We were on our way to Philadelphia for a concert of epic proportions, combining the strengths of four different singing groups: The EA Diocese Youth Choir, the St. Tikhon’s Seminary Mission Choir, Byzantine chanters from Princeton, and the Holy Trinity Seminary Choir (our first concert since Boston). In all, there were going to be over forty singers from all around the Eastern seaboard. Nicky was going to be the conductor (natch).

We had left just after lunch on Friday, February 17th. Our way was for the most part free and easy, with nothing unexpected except for a flaming car on the side of the road. The GPS predicted our ETA to be 5:30pm. What the GPS didn’t anticipate was the massive roadwork which diverted all the traffic off the interstate. It added at least two hours to our travel time.

We finally got to Philadelphia a little after 7:30, and dropped off Mr. Chapman at the train station (he was going to stay in Princeton, then come to Philadelphia for the concert). Nicky also got off, because he wanted to hang out with some college friends. That left just Anthony and I to fend for ourselves and find the parish house where we were staying. We finally found it thanks to Dimitry Doohovskoy, local organizer of the event, fan of this blog, and all-around good guy. Mitya stayed up very late making sure that the people arriving to stay at the house were taken care of.

Most of the men were staying at the ROCOR parish of Our Lady, the Joy of All Who Sorrow. Anthony and I got to the parish house and we made sure to choose decent spots to sleep. The people in charge of the house explained to us various things. “Are we the first guys to arrive here?” I said. “No,” said Ivan, one of the residents, “there are two guys from Boston, John and Nick.”

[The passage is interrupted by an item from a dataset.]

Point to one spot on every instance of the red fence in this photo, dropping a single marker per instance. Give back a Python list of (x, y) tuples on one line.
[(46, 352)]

John and Nick…Kasarda? Surely enough, the two Distinguished Gentlemen from Ipswitch were already there. I was happy to see them again, the first time since before Christmas.

“Nick looks like old and grizzled Tintin.” —John K.

The house was relatively empty (most of the other guys didn’t show up until late at night) so we were mostly by ourselves. We made friends with a cat, which I failed to attract by wiggling my fingers. “What are you doing, John? Are those spirit fingers?” said John Kasarda.

Later that night, more guys came to join us, including three from the Bulgarian parish in Boston, some folks from Albany, and a musical prodigy from Miami.

The next morning, we had a quick breakfast. I met and reunited with more people, and then we all assembled in the parish hall, where we were shunted off to St. Michael’s, another Orthodox church where the actual concert was supposed to take place. This wasn’t an actual rehearsal but more like stage blocking for the concert.

Nicky: “Move IN!”

Suzie, who was in charge of the blocking, worked with the readers for the concert, or rather she sort of held auditions.

“Give me your best Baptist preacher.”

Soon, we got back to the ROCOR parish. I had happy reunions with many people; it was like a who’s-who of ROCOR youth. After lunch came the rehearsal. Nicky took the conductor’s stand and explained the raison d’être behind the concert. Unlike many concerts of sacred music, this one was tied to a unified theme: a depiction of the hypothetical life of the Good Thief, told through readings and song. “We want to show the audience something beautiful, something Other…which is why the next four hours are going to be excruciating,” said Nicky.

Sure enough, rehearsal was very long, but nobody seemed to mind, and it felt pretty productive. Something was starting to gel. We had a break and split up for separate rehearsals. We got back together again just in time for Vigil. The Vigil service was split up between the youth choir and us Jordanvillians, who sang most of the Church Slavonic stuff. It went pretty well.

After vigil, we had a dinner of pizza and lasagna. The people at my table told me not to eat too much as we were going to Outback afterwards. Outback! I readily agreed, and despite a little confusion about who was riding with whom, a sizable number of us managed to get to Outback (which was in New Jersey, no less) before the kitchen closed. I had a ribeye steak, my last steak before Great Lent!

Censored by the Postnyi Police for being too tempting.

We got back late at night. I stayed up a little, anticipating an exciting Sunday.